Se permitirá beber en el metro cualquier bebida salvo cerveza Cruzcampo

El Metro ha aceptado una de las peticiones que los usuarios llevan haciendo desde su apertura: que se pueda beber en él. Hasta ahora, beber en el suburbano podía suponer una multa de 30 a 6.000 euros en casos de reincidencia. A partir de Junio, se podrá ingerir cualquier bebida en el metro, salvo cerveza Cruzcampo.

 

metro cruzcampo
Ahora podrás darle al Jagger mientras el niño de enfrente se toma un Cacaolat.

La medida ha caído bien en la ciudadanía.

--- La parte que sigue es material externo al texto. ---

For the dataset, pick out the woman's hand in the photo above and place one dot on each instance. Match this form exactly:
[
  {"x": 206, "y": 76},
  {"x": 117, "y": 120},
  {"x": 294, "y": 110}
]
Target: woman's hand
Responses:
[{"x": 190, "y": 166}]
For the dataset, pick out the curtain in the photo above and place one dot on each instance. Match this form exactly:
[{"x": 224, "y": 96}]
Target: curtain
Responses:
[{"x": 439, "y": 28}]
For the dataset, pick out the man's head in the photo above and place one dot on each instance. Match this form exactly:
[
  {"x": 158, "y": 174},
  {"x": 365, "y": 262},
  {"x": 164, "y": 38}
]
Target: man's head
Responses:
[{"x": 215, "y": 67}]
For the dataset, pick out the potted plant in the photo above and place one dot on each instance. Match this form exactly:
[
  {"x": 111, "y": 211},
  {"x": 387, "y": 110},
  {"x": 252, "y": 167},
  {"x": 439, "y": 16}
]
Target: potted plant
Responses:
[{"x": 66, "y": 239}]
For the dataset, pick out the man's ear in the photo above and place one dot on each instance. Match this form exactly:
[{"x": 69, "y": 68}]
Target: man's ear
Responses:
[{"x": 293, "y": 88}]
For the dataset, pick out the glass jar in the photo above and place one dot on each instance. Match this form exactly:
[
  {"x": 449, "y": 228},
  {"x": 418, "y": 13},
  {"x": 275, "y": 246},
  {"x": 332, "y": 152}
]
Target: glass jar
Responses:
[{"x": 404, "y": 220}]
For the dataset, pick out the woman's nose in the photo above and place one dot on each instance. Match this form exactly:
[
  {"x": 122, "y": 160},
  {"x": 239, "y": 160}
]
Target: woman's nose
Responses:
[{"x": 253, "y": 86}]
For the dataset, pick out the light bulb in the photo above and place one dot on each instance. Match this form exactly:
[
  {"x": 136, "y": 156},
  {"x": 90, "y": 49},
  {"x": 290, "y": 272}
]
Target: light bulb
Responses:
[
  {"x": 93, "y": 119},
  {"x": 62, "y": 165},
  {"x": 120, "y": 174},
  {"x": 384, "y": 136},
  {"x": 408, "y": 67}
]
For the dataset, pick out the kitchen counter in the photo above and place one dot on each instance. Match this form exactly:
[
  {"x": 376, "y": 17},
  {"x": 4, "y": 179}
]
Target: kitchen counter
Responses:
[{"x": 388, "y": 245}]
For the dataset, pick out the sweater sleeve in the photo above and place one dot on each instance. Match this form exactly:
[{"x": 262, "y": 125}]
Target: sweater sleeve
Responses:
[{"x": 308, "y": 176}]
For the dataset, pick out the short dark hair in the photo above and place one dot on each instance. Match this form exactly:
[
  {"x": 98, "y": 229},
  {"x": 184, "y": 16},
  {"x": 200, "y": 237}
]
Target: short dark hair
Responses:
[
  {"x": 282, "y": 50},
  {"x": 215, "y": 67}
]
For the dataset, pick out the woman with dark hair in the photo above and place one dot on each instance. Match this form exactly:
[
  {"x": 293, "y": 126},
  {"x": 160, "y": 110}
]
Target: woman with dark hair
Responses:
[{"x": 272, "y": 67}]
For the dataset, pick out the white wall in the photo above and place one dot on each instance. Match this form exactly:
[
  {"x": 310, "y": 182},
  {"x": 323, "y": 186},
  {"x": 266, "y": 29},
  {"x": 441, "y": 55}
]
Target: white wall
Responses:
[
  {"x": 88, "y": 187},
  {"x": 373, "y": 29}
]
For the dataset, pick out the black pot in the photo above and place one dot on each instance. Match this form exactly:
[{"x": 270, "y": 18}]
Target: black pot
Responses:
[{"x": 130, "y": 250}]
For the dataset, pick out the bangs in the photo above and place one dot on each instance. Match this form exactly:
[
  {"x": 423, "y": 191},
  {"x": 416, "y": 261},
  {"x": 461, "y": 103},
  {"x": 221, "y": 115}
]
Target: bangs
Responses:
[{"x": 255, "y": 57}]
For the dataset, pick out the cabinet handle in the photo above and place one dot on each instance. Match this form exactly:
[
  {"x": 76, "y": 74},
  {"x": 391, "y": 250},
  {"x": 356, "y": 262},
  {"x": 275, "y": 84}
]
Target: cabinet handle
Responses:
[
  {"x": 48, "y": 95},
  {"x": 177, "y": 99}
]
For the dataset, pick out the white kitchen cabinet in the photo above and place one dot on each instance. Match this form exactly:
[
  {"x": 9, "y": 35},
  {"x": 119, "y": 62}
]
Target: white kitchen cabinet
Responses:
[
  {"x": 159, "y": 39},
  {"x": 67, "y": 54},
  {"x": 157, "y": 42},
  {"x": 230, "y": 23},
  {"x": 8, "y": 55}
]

Se cede así a la reivindicación de las cuadrillas de jóvenes que utilizan el metro para salir de fiesta los fines de semana, y que ahora podrán empezar la fiesta en el mismo metro.




Katxis de kalimotxo, botellas de ron, chupitos de tequila….todo estará permitido, salvo una marca, cerveza Cruzcampo. Los dirigentes del metro han advertido que la cerveza de la mencionada marca no está permitida, sin dar más detalle. Se desconoce el motivo, quizá sea debido a algún problema legal, o simplemente que al director del metro no le ha salido de los huevos que se beba cerveza Cruzcampo.

También eran muchos los obreros, que tras su jornada de trabajo, pedían poder ir en el metro tomándose un refrigerio que les alegre la vuelta a casa tras la faena, ahora podrán meterse un sol y sombra antes de llegar a casa, eso si, el ducados seguirá teniendo que fumarlo en la calle.

Hemos bajado al metro a ver la reacción de los viajeros sobre la medida. Alicia Ochoa, de 24 años y estudiante de Turismo, nos dice: “Ya era hora, reconozco que alguna vez le he dado un sorbito a la botella de malibú piña antes de llegar a la disco. Ahora podré beber sin miedo, incluso jugar algún kinito. Sobre lo de la cerveza Cruzcampo, me parece bien, en Sevilla con 43 grados cualquier cosa que esté fría sabe a gloria, pero un escalofrío recorre mis senos cada vez que la trago. Mi problema con la Cruzcampo es que a mi me gusta la cerveza, no es nada personal, ¿eh?”.

 

metro cruzcampo
La red está llena de memes sobre Cruzcampo. Que cabrones son.

A su lado está Miguel , de 43 años, ejecutivo de una importante empresa de preservativos, que apunta: “Me gusta bajarme dos o tres cubatas antes de empezar mi jornada laboral, ahora podré comenzar en el metro y así llegar antes al curro, una buena medida de los políticos que nos gobiernan. Más cosas como estas se necesitan y no cosas sin importancia como las pensiones o el paro. Sobre la cruzcampo, me parece bien, la he probado alguna vez y siempre tuerzo el gesto tras beberla. Algún amigo la llama meado de gato, yo no diré eso, pero ciertamente sabe a orín de minino.”

Un abuelo desde el final del vagón levanta la mano, nos hace gestos para que vayamos donde él y pide la palabra, se llama Antonio, de 65 años, y comenta: “Unos hijos de puta sois los periodistas, eso es lo que sois, unos desgraciados, hijos de puta. Asco os tendría que dar levantaros de la cama, hijos de puta, a picar piedra os ponía yo. Hijos de puta, eso es lo que sois. Mierda , mierda, mierda y mas mierda es lo que metéis. Mierda y mierda, hijos de puta. No hacéis nada bien, cabrones, hijos de puta. Mierda y mas mierda meter vosotros”.

Antes de irnos , nos pide que le perdonemos, que Cruzcampo le regaló las sillas y mesas de plásticos para su bar y que está “Muy caliente”.